Dr Grech’s son, although never physically affected by the accident, has experienced intense anxiety.
“My life was turned upside down. My wife does not sleep at night because of the pain. She only manages to sleep with morphine.”
Dr Grech had been to the event twice before. “I always assumed that Tonio Darmanin organised the event,” he said, adding that he did not know who the members of the organising committee were.

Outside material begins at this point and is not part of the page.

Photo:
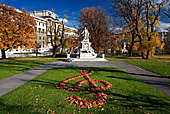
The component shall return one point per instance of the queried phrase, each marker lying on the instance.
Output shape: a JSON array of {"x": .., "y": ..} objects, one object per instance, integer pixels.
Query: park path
[{"x": 155, "y": 80}]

The witness said that the barriers were not filled with water and the public was placed behind a rope stuck to metal rods.
Juanpablo Siracusa, Chief Officer Claims at Mapfre Middlesea Insurance, was also called to testify. He said that the company chose to cover the event but could not identify a specific individual who represented the client.
Mr Siracusa said that he could not have such information as the client had used an insurance broker to search for the best offer to cover the charity event.
Lawyer Roberto Montalto repeatedly asked who the client really was. The witness said that the company always corresponded with the broker. He also explained that this was not the first time that Mapfre Middlesea covered the event.
Mr Siracusa explained that the clients in this case were those individuals who represented the organising entities, including Paqpaq Productions and the Malta Community Chest Fund.
Magistrate Aaron Bugeja asked if the insurance company carries out risk assessment or analysis of what risks this event could carry. The witness replied that for the drifting section, the same section where the accident took place, the company did not specify what kind of fencing was necessary. He said that this was not done, possibly, because this event was held in the past with no problems whatsoever.
The insurance covered all the event throughput, from preparations to the dismantling phase and the insurance was specifically opened for this event.
He then added that the postal address of the client was San Anton Palace, the residence of the President of the Republic.
Engineer Marshall Dalmas representing MIA, also testified. His role is to take care of airport operations. He was tasked with the coordination of the area which was going to be used by the organisers. Lieutenant Brian Gatt and Tonio Darmanin normally attended the meetings.
Mr Dalmas explained that during these meetings, they identified the areas to be used and the safety measures needed. They decided to use a runway for parts of the show which involved speeding. The organisers wanted to use the runway. Exact speeds and cars to be used were not specified but he was told that there would be speeding cars.
In previous statements which were read out by lawyer Montalto, Mr Dalmas said that Mr Darmanin and Lt Gatt had insisted that the runway be used for these high speed runs.
“They insisted,” he had said in the statement. Mr Darmanin and Lt Gatt had expressed safety concerns over these high speed runs.
“We chose to give up the runway for the event with the condition that all assessments had to be carried out by the organising committee.”
The lawyer asked if the MIA was given a copy of some sort of an assessment.
“What happens in the conceded area falls under the organiser’s responsibility. We are aviation experts not car experts,” Mr Dalmas added.
The case resumes on 8 May.
Her jaw, elbow, rib cage and shoulder were all broken. One of her legs was broken in eight places. She’s still unable to move without a wheelchair until this very day.